D'un point de vue organoleptique, la Metodo Classico se caractérise par d'intenses notes mielleuses, dérivant de l'imposante structure maltée, et par des nuances florales fortes provenant de l'angélique, qui se mêlent aux touches boisées et oxydées du passage en fût. L'ensemble de ces perceptions donne un nez qui évoque le tabac, que Teo Musso associe toujours à une odeur liée à son grand-père, amateur de tabac à pipe qu'il retravaillait avec du miel. Plus précisément, cette odeur a un point spatial précis dans l'esprit de Teo : la poche de la veste de son grand-père, qu'il avait, enfant, juste à la hauteur de son nez. Par rapport aux autres Metodo Classico, les bières ayant affiné 36 mois présente une légère note supplémentaire d'anis, qui dépend vraisemblablement des interactions sur une très longue période entre l'angélique et le métabolisme de la levure.

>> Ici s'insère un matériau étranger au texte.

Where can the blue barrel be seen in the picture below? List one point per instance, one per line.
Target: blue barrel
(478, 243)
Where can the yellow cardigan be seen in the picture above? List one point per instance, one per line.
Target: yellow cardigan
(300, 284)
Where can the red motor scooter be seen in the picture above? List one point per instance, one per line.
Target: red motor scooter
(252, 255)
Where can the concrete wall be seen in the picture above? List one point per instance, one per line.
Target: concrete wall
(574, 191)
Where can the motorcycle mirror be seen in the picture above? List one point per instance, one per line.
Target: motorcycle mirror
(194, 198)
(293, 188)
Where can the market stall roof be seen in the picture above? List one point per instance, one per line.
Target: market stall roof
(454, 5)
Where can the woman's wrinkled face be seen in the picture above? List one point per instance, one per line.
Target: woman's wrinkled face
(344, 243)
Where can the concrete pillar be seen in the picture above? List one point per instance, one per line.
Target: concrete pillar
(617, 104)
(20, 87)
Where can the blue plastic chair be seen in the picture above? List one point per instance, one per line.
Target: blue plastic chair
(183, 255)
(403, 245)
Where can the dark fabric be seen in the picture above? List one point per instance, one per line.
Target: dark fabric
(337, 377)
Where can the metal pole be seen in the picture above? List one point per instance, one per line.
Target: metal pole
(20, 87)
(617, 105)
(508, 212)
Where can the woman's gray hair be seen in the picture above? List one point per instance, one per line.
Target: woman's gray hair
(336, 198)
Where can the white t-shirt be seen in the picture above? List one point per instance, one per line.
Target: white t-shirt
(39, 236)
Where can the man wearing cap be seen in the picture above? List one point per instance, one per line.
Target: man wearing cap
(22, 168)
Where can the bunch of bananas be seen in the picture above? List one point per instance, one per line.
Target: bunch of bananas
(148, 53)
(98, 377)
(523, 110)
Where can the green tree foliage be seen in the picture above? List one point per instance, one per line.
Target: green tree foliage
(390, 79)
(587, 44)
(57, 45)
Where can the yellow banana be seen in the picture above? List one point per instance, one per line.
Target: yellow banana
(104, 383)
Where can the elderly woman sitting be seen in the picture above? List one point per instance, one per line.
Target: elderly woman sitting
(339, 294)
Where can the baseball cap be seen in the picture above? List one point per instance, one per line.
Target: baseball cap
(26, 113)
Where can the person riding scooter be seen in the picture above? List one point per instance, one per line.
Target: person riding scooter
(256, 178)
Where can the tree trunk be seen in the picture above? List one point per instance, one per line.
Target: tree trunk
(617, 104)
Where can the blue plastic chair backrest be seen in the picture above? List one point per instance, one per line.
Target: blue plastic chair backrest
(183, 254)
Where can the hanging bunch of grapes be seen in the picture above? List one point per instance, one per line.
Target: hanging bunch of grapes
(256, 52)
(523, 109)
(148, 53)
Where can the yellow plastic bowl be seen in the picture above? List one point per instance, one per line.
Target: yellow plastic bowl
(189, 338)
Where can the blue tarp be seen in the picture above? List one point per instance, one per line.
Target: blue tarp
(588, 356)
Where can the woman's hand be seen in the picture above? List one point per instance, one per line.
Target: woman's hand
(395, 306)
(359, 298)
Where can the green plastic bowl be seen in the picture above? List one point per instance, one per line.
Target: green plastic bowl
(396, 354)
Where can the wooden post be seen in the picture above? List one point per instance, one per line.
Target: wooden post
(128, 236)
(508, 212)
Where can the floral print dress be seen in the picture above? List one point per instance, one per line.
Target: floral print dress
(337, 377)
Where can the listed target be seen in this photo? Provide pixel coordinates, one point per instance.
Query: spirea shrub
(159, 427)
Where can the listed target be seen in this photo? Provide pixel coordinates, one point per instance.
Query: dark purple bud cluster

La bulle est évidemment l'une des caractéristiques de la Bière de Champagne de Baladin. Avec un dégorgement correct, la Metodo Classico conserve 9 grammes de CO2 dissous : un niveau très élevé, bien supérieur aux bières extrêmement gazeuses de Belgique (qui atteignent un maximum de 6,5-7 grammes). Teo suggère de la servir en essayant de faire le moins de mousse possible, de manière à maintenir la carbonatation vive qui équilibre la douceur de la bière et la complexité du profil aromatique. La boisson est également enrichie par une finale minérale très intéressante, qui rend la gorgée agile avec une finale nette et définie.
La Metodo Classico est unique et facilement reconnaissable au fil des ans. Elle emprunte une technique au monde du vin pour exalter la refermentation, mais elle n'est pas conçue comme un lien entre ces deux mondes. C'est une bière en tout et pour tout et son nom sonne comme une provocation ironique : un élément qui ne peut manquer dans une réalité qui a toujours été projetée pour réécrire les règles mêmes de notre boisson.